Foi esta corrida com a Williams que fez Schothorst entrar na Justiça. Para ele, isso significava que De Vries tinha conseguido sua vaga antes do final de 2022 e, assim sendo, teria de pagar os 250 mil euros corrigidos pelos 3% ao ano. Além disso, o milionário dizia que o piloto tinha escondido informações sobre suas negociações.

A Justiça holandesa decidiu que De Vries não só não tinha feito nada de errado, como também fez todos os pagamentos da maneira como o contrato foi acordado. Até o final de 2021, ele pagou pouco menos de 115 mil euros (638 mil reais) para Schothorst, e pagou em duas parcelas outros 75 mil euros (416 mil reais) ano passado. Essa quantia era referente à metade dos 150 mil euros (832 mil reais) que ele recebeu como piloto reserva da Mercedes em 2022.

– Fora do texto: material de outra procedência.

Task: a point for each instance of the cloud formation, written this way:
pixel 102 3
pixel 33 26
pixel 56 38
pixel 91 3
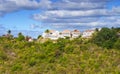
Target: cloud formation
pixel 87 13
pixel 64 13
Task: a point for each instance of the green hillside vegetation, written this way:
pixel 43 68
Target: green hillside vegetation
pixel 98 55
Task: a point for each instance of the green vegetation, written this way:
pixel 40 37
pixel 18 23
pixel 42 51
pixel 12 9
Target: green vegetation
pixel 63 56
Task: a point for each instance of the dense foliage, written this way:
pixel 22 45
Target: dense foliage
pixel 63 56
pixel 105 38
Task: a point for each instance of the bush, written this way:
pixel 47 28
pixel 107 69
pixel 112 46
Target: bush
pixel 117 44
pixel 17 67
pixel 105 38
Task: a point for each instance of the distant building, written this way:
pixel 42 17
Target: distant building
pixel 66 33
pixel 52 34
pixel 88 33
pixel 75 33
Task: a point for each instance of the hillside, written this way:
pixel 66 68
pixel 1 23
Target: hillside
pixel 63 57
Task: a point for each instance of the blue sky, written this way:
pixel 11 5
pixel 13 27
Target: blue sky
pixel 32 17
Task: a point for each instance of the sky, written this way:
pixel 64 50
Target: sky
pixel 33 17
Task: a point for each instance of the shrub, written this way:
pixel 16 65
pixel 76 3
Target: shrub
pixel 117 44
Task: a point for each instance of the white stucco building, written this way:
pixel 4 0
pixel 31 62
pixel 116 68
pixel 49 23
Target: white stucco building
pixel 88 33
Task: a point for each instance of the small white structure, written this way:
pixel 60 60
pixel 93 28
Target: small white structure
pixel 52 34
pixel 88 33
pixel 75 33
pixel 66 33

Sobre a titularidade na F1, ficou decidido que o GP da Itália não poderia ser considerado, e que ele só conseguiu a vaga em 2023, mesmo com a assinatura do acordo sendo feita no ano anterior.

Agora, De Vries pode finalmente focar em sua estreia como titular na F1 pela AlphaTauri. O holandês já testou com um carro de 2021 em janeiro em Imola, e estará em Nova York para o lançamento da pintura do carro novo neste sábado. A equipe ainda deve fazer outro teste, já com o carro de 2023, antes da pré-temporada, que terá apenas três dias neste ano. O GP do Bahrein, que abre o campeonato, será disputado dia 5 de março.